Na tarde de segunda-feira, dia 18 de agosto, meu avô materno morreu dormindo, aos 81 anos. E desde a terça-feira eu estou com sinusite, às vezes mais forte, às vezes mais fraca. Além disso, corri atrás da defesa prévia do processo, entregue na quinta-feira, dia 21.

A truculência com que a PM lida com manifestantes: você acha que é algo que vem aumentando?
Vem aumentando, certamente. Nos últimos tempos os PMs que acompanham as manifestações são os que, de maneira visível e expressiva, gostam de reprimir.
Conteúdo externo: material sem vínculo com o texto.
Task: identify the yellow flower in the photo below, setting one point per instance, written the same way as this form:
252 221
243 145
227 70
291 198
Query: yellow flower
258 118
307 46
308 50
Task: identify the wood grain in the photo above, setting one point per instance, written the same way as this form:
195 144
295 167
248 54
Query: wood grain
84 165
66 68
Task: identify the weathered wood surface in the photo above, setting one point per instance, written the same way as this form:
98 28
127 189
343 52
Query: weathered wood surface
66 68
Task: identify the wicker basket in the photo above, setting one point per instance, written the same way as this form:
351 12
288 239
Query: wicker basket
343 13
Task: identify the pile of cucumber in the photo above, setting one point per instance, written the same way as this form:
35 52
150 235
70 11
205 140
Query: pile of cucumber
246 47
Isso fica ainda mais evidente com a Tropa do Braço (que conta com PMs armados logo atrás) e sua composição de voluntários ávidos por ação – não são voluntários “paz e amor”, que querem apenas evitar conflitos e lutar na defensiva – como eu.
Há uns anos podiam ser vistos uns policiais que, pelo menos aparentemente, não queriam estar lá nem bater em ninguém, parecendo achar um saco estar em manifestações. E ultimamente o que mais se vê é um monte de PM avidamente agressivo.
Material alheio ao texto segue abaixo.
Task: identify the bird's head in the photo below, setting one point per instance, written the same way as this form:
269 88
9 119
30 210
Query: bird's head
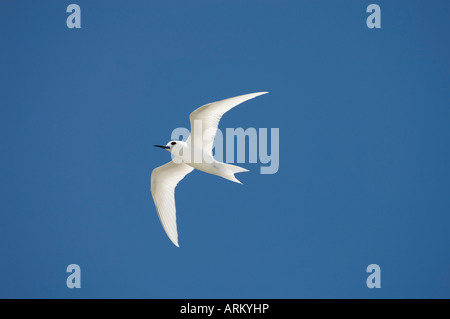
173 146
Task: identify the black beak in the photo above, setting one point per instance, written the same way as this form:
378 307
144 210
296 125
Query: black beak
162 146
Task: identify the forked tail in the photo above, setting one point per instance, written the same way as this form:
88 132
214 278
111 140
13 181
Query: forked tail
230 170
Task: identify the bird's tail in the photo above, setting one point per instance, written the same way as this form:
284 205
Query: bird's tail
230 170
Você é ligado ao Sintusp. Quais suas considerações sobre a situação da USP: a greve e a nova gestão?
Sobre a greve, eu a considero mais do que legítima. Costumo dizer que “greve” em inglês é “strike”. E essa é a ideia. Não é simplesmente parar de trabalhar. A greve envolve manifestação e pressão, tendo em vista que as tão elogiadas vias do diálogo mais uma vez se mostraram exaustivamente infrutíferas.
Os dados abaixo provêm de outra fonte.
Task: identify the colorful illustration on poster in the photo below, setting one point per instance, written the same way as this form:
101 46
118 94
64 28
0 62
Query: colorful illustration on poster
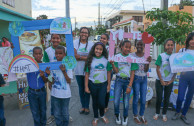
23 64
6 55
28 40
16 28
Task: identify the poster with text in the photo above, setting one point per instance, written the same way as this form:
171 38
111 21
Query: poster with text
28 40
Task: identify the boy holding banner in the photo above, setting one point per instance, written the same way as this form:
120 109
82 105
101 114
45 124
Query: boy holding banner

Com filhos para criar, casas para cuidar e vidas a tocar, como fazer movimentação cumprindo expediente normal de serviço?
A greve acontece quando a normalidade é insuficiente para a expressão da luta popular. Assim, o tempo e a energia que deixam de ser usados no expediente normal de trabalho dão lugar às legítimas ações de pressão.
Sobre a (sic) Nova REItoria, a gestão Zago é continuidade da gestão Rodas.
Rodas brincou de banco imobiliário com a USP, gastando rios de dinheiro com construções faraônicas, desmatamentos e alugueis absurdos, mas o dinheiro não era de mentirinha.
Ele havia deixado um enorme abacaxi para qualquer um que o sucedesse, e acabou que foi Zago. Considero que um dos motivos para Zago não ter feito uso da presença ininterrupta da PM por todo o campus (possibilidade aberta pelo escuso convênio de Rodas e que torna a USP um local diferente de todos os demais, em um estado de exceção) foi o forte aviso, feito aos trancos e barrancos desde 2009 sobre a função repressora da PM no campus.
Acontece que, intransigências de Zago, legado maldito de Rodas, contas fechadas da USP, planos de desvinculação de serviços de saúde e falta de democracia de base à parte, a sonegação do repasse de ICMS para as universidades paulistas é algo que a (sic) REItoria, o governo do estado e grande parte da assembleia legislativo vêm tratando como tabu.

Em algum momento você achou que não seria solto?
Sim. Em Tremembé eu procurei lidar com a possibilidade de ficar preso até o julgamento, de passar Natal e Ano Novo na penitenciária.
Tendo em vista a perseguição escancarada e as negações de pedidos de habeas corpus, preparei minha cabeça para a possibilidade de passar meses na cadeia.
Reitero que, apesar da penitenciária de Tremembé ser bem menos ruim que muitos e muitos lugares sujos, insalubres e superlotados, não é bom estar preso. Não mesmo! Eu não via a hora de sair de lá.